Nina acredita que Lumena tem "a grosso modo, esvaziado algumas pautas raciais". Ela cita o exemplo de análise que a psicóloga fez dentro do jogo frente à postura de Karol Conka e Carla Diaz (a cantora acusou a atriz de dar em cima do participante com quem ela estava se relacionando). "Neste caso, a Lumena trouxe um argumento de que a palavra de uma mulher branca se sobrepôs a de uma mulher negra. Isso de fato existe no dia a dia, mas não era o caso naquela situação", diz.

Por outro lado, a publicitária percebe que as críticas e condenações do público em relação ao que a sister faz ou deixa de fazer não são isentas de uma perspectiva racial.

Nossa humanidade também é tirada quando uma mulher preta tentando fazer o certo, faz errado e é extremamente julgada por isso, sendo que, em muitas outras edições, tiveram pessoas com comportamentos racistas, homofóbicos, machistas e tiveram o 'pano passado' de 'todo mundo erra, estão na fase de aprender'.

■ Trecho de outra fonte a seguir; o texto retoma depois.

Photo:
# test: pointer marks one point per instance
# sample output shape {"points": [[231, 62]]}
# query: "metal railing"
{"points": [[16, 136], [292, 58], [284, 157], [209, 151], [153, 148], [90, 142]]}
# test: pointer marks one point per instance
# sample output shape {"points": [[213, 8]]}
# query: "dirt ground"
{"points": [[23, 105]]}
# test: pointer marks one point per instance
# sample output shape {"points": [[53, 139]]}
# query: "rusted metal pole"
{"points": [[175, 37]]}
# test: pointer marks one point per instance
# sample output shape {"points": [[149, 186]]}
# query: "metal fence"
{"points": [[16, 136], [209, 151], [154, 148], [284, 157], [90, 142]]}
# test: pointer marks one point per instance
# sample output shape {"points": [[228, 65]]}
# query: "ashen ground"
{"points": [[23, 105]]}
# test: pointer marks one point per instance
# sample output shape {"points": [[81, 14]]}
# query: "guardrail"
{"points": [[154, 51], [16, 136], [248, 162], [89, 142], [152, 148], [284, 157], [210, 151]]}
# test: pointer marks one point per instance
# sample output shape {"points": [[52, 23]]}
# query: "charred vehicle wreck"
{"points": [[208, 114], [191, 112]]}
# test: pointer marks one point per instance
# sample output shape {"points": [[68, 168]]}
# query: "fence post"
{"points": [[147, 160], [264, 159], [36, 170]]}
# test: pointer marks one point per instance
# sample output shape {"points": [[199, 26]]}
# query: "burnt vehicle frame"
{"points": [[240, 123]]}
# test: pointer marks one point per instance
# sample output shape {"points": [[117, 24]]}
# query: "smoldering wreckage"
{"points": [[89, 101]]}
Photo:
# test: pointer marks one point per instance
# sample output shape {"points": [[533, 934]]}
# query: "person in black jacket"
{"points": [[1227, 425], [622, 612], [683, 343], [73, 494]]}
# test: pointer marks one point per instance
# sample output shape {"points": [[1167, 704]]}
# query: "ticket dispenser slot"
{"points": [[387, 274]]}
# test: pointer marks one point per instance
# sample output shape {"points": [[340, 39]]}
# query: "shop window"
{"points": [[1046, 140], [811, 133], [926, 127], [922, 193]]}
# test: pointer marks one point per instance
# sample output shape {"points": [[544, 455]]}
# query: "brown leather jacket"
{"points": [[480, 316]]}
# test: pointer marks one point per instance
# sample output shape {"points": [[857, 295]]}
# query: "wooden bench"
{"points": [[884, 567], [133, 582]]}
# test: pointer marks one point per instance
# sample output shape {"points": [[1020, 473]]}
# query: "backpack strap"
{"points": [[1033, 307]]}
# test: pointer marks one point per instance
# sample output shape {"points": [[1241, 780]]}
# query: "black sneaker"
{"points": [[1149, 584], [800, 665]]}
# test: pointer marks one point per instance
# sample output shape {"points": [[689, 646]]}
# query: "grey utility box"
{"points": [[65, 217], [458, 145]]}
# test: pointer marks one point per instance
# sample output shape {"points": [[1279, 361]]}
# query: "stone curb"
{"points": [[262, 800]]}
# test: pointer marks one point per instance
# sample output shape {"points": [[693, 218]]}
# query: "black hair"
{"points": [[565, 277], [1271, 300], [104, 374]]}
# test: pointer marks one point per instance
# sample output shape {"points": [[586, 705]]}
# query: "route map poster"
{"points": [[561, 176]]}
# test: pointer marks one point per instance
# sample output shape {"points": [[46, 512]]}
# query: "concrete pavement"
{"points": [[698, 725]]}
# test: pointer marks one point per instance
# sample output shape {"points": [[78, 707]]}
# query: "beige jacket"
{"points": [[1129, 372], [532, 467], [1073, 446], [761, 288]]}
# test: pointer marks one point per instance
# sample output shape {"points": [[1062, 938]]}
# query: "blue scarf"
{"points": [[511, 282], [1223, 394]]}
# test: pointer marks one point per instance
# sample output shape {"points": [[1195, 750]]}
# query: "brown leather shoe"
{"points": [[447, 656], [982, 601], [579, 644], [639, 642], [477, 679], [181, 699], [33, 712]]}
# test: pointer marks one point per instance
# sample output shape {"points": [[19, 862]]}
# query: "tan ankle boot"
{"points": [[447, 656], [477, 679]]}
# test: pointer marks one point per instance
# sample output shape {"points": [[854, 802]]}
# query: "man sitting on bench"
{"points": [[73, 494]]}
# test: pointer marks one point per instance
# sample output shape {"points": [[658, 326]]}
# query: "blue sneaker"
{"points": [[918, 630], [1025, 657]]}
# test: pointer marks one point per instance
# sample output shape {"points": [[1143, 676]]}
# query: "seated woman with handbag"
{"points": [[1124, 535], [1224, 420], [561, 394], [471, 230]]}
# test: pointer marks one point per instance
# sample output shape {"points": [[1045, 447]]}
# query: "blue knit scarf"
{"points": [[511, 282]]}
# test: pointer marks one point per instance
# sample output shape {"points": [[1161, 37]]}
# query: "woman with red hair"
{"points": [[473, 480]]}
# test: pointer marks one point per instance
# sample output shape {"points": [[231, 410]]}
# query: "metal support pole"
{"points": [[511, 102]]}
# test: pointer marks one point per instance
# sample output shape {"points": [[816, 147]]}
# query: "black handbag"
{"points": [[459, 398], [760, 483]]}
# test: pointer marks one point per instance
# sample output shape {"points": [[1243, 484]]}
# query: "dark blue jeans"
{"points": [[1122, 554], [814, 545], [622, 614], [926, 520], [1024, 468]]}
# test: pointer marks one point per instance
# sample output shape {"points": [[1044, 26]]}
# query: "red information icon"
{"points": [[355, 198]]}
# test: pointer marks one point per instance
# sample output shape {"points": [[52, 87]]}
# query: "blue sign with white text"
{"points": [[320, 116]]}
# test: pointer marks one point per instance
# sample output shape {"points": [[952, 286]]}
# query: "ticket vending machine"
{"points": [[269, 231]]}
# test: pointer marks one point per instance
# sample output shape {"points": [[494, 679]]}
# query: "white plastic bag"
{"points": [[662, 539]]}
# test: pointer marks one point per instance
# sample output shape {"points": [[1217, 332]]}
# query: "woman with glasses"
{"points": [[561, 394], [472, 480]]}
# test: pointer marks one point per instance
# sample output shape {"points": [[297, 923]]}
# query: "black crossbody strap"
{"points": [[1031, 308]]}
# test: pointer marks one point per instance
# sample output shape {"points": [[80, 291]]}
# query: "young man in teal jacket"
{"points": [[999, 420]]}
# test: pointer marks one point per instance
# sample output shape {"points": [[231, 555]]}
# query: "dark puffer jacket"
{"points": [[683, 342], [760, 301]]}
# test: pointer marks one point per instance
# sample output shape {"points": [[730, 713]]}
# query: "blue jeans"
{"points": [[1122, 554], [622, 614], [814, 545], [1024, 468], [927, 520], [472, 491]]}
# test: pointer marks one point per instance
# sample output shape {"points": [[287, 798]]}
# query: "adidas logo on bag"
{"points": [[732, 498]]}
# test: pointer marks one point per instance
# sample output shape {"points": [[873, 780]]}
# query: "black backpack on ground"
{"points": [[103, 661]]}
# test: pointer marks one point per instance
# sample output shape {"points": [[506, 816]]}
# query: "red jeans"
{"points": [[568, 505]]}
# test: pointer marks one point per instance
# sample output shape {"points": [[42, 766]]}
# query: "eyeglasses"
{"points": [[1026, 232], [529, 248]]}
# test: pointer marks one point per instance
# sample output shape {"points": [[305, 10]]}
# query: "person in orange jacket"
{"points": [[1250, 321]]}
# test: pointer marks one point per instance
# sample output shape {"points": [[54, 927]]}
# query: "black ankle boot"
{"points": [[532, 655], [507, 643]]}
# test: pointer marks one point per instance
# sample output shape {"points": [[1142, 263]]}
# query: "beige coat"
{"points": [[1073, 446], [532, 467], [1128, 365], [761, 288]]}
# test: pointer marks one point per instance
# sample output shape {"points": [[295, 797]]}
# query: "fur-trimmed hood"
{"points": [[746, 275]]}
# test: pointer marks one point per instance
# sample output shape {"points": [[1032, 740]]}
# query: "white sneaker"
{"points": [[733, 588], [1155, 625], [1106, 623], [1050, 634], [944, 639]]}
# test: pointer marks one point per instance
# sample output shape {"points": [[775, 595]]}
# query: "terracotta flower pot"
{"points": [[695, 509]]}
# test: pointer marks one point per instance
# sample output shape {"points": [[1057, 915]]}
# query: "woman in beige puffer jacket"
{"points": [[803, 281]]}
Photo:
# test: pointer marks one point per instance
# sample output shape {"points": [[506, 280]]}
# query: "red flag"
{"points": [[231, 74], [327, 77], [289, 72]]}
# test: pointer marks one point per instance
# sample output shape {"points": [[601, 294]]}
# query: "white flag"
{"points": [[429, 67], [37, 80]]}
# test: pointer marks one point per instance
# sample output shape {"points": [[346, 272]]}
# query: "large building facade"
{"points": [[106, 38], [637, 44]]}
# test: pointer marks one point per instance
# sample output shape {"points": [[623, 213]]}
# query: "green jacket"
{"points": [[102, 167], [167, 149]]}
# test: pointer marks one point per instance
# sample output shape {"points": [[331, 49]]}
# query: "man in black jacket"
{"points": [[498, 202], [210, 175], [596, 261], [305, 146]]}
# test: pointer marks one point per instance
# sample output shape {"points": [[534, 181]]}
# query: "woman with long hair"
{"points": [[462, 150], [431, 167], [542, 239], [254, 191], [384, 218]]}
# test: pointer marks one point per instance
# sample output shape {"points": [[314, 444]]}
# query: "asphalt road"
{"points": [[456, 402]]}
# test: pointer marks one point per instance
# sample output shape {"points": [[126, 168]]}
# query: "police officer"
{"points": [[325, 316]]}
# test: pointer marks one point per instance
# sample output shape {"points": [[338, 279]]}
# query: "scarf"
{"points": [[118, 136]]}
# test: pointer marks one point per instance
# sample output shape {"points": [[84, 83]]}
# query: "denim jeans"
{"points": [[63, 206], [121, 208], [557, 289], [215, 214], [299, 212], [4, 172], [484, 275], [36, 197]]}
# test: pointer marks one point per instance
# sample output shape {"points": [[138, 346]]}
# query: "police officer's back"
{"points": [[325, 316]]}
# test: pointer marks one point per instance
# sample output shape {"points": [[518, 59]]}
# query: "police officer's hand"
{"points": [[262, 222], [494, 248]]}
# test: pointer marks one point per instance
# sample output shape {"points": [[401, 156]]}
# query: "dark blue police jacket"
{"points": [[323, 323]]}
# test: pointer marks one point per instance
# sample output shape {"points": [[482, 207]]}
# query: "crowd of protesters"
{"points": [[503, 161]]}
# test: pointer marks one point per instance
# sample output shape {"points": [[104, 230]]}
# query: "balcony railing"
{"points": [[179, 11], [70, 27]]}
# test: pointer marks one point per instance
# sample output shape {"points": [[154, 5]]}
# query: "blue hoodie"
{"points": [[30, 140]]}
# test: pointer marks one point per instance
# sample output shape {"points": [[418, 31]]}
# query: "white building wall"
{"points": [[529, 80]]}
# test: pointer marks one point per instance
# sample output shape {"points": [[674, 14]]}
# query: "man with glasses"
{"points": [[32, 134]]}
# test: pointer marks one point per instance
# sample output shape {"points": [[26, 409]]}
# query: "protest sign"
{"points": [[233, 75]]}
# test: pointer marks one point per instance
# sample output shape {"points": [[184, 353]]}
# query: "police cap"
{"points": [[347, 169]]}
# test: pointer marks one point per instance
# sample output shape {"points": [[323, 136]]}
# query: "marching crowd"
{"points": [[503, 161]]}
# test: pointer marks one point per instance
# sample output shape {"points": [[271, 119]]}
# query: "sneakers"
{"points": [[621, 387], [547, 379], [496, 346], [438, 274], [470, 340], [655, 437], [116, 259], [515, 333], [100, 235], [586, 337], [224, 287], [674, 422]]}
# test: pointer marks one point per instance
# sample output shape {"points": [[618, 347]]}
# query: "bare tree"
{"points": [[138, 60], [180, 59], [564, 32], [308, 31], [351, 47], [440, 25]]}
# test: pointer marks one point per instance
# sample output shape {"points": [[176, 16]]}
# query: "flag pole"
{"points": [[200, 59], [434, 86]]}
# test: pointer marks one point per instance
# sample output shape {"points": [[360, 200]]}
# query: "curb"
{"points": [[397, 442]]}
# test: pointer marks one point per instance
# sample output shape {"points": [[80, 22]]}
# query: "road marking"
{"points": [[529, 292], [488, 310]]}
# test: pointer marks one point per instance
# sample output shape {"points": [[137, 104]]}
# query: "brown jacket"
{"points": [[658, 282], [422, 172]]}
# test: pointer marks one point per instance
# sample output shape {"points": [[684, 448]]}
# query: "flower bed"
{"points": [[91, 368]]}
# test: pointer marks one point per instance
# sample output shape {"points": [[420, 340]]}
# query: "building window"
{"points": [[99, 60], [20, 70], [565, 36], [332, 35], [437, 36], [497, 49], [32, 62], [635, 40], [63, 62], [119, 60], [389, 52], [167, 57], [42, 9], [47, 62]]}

Apesar de constatar que "dá para errar na militância" quando, por exemplo, as pessoas se individualizam e se afastam das lutas coletivas, Leticia destaca que as críticas à linguagem acadêmica de Lumena não deveriam existir. "O movimento negro é feito de pessoas que estão dentro e que estão foram da Academia. Mesmo que o conteúdo que a Lumena defende não seja de uma pessoa antirracista, essa não é uma crítica que deve ser feita, porque mulheres e homens negros não estão em quantidade no espaço acadêmico. E, inclusive, acredito que é possível construir uma luta social com conteúdos difíceis, e também com mais encurtados."